It is located right on the border between Hammersmith and Fulham and Kensington and Chelsea in South-West London. Under the West London Line railway, the historical boundary of Counter’s Creek has been lost.
The name refers to the formerly known part of London called Brompton, situated to the east. The Old Brompton Road links it with its namesake in the west, located in Earls Court and South Kensington. Until the second half of the 19th century, Brompton was also referred to as Little Chelsea. However, rapid urbanization of the district led it to become part of the London.
The Brompton Cemetery is the most iconic landmark of the area, a Grade I listed building, built between 1837 and 1839 and designed by Benjamin Baud. As the area was predominantly devoted to growing market gardens, including the leading nursery of James Veitch & Sons, hospitals near London were by design established by philanthropic sources. Brompton was the only place that made sense as a location for a healthy business.
The Royal Brompton Hospital came into being because of chest diseases. In Brompton, the Marsdens chose a site along Fulham Road in memory of their daughter, and they decided to create a hospital that was named after her. Built in 1859 by the Lawrence Company, the Royal Marsden Hospital became famous when it was officially opened in 1861. Beatrix Potter was a well-known author and illustrator who lived in the area.
West Brompton today
West Brompton is today bordered by the north and east by West Kensington, the south and west by Fulham and Alex.
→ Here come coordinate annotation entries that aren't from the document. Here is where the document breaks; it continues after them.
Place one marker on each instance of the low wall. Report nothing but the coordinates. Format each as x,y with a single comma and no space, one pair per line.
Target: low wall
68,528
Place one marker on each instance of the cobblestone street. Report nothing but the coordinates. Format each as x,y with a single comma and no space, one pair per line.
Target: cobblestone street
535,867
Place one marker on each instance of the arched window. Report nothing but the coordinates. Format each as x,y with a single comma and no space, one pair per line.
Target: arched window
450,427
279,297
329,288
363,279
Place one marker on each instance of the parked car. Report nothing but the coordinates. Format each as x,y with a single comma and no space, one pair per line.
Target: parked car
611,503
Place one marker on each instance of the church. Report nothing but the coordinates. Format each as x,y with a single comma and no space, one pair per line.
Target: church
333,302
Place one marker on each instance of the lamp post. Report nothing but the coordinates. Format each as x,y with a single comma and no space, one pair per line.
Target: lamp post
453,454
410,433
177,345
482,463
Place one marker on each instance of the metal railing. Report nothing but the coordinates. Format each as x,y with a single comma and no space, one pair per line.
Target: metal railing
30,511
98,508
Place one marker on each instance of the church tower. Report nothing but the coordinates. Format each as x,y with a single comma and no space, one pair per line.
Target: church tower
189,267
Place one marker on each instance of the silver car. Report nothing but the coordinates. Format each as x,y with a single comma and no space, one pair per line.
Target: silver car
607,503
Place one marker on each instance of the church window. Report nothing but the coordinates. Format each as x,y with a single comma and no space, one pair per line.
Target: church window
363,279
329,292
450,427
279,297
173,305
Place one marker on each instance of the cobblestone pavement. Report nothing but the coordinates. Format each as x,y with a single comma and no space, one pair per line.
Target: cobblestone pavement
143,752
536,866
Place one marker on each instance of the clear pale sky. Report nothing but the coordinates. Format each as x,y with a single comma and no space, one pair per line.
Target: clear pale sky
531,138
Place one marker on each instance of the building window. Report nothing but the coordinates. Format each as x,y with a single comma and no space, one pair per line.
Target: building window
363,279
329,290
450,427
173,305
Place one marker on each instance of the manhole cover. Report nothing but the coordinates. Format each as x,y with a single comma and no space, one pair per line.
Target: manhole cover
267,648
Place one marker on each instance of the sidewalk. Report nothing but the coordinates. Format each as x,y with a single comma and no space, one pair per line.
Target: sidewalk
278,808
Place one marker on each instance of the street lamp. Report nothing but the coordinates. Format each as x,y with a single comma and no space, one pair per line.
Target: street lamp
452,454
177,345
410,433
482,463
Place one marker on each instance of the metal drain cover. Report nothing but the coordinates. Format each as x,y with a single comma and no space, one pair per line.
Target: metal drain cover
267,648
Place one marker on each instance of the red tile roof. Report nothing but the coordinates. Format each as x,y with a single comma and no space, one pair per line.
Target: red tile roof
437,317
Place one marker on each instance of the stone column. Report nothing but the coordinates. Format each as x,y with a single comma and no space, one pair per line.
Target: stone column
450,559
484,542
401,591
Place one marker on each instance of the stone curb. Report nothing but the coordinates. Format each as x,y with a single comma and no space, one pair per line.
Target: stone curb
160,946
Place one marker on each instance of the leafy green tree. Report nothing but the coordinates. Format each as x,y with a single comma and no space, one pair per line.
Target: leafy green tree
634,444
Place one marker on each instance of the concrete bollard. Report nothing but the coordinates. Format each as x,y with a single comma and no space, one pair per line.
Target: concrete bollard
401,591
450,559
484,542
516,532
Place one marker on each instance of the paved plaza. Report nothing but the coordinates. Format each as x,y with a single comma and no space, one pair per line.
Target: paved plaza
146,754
The historic Lilly Enclave is called for demolition along with three social housing estates under the aegis of Mayor Boris Johnson, resulting in the obliteration of the majority of wildlife habitats and land.
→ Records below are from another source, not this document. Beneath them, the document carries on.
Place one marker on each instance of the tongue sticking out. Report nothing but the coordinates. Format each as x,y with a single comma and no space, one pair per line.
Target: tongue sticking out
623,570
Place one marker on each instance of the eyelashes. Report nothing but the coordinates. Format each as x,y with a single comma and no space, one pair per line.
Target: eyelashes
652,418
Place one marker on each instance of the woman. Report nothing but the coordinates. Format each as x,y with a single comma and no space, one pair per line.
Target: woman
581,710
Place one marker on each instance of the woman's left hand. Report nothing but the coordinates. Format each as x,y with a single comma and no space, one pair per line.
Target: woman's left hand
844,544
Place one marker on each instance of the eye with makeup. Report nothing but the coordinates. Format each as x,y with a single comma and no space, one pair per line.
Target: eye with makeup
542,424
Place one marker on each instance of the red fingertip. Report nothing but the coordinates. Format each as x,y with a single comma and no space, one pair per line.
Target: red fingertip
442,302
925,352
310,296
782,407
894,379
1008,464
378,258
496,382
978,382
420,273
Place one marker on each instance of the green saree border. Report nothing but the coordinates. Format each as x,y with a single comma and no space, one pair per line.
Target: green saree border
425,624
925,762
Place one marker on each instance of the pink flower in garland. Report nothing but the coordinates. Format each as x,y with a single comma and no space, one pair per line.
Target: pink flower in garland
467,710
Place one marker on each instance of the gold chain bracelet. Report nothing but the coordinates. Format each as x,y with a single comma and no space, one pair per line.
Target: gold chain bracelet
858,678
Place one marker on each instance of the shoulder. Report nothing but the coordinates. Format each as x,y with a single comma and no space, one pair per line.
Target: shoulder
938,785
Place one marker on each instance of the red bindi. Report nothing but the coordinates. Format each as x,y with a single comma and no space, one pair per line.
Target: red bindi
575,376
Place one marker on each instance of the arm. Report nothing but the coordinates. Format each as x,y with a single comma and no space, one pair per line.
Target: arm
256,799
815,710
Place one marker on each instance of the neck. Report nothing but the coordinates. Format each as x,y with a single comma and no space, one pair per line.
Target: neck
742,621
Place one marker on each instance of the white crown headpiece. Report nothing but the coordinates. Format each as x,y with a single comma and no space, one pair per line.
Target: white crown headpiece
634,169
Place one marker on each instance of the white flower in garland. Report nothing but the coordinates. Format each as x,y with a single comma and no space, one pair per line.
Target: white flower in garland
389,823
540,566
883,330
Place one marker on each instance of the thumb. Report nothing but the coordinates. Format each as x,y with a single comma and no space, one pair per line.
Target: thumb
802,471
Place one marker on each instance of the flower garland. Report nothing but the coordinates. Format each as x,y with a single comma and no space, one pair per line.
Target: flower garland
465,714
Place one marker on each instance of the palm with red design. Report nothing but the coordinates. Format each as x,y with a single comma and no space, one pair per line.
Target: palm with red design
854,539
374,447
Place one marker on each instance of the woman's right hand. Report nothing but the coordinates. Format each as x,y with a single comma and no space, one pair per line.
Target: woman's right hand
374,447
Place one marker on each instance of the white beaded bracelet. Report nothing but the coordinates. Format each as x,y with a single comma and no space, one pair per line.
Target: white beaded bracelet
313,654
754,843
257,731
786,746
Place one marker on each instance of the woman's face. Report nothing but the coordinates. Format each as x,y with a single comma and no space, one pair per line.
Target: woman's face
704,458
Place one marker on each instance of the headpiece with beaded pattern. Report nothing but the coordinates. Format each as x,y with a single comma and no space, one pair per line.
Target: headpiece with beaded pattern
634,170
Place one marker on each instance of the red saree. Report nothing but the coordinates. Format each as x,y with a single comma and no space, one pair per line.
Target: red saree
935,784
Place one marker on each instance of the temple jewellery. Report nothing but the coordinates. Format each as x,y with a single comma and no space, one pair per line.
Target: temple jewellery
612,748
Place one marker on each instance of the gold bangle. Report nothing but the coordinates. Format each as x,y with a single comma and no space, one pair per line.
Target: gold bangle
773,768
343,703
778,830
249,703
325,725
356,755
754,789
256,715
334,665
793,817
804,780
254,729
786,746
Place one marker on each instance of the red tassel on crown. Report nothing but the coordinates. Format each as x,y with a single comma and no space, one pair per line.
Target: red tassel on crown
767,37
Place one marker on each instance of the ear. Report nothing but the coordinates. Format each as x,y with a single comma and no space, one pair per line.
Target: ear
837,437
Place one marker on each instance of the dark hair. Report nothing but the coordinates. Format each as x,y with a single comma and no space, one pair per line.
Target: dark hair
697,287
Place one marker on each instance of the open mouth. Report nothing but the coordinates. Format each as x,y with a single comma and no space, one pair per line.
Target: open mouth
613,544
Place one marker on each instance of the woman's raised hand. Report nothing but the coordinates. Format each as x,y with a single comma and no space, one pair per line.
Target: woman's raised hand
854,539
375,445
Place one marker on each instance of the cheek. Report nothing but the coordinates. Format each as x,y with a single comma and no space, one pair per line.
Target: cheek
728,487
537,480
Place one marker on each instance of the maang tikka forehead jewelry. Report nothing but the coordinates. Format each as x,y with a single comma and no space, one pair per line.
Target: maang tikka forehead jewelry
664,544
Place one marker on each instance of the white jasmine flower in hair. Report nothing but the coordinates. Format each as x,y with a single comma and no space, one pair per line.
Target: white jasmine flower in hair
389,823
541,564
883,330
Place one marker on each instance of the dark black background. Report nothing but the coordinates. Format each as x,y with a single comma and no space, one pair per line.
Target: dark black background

In the neighborhood are also the Brompton Park Crescent estate, located on the site of the old Fulham (Fever) Hospital along with the once associated Fulham Ambulance Station. There remains a hospital block of wards and this is now called “Lillie Bridge House” although it is located approximately a quarter of a mile from the bridge along Seagrave Road. Further down this road are Brompton Oratory, The London Oratory School, and The South London Conservation Area along with many late Victorian terrace streets. These are now fronted by the towering new highrise Lillie Square development, which has emerged from the former athletics field. The Earl’s Court Exhibition Car Park, more recently, wanted to integrate ‘urban living’ into the quiet, historic, and rural atmosphere of this tiny enclave. It obscured church spires, the trees of Brompton Cemetery, and was largely constructed out of landfill.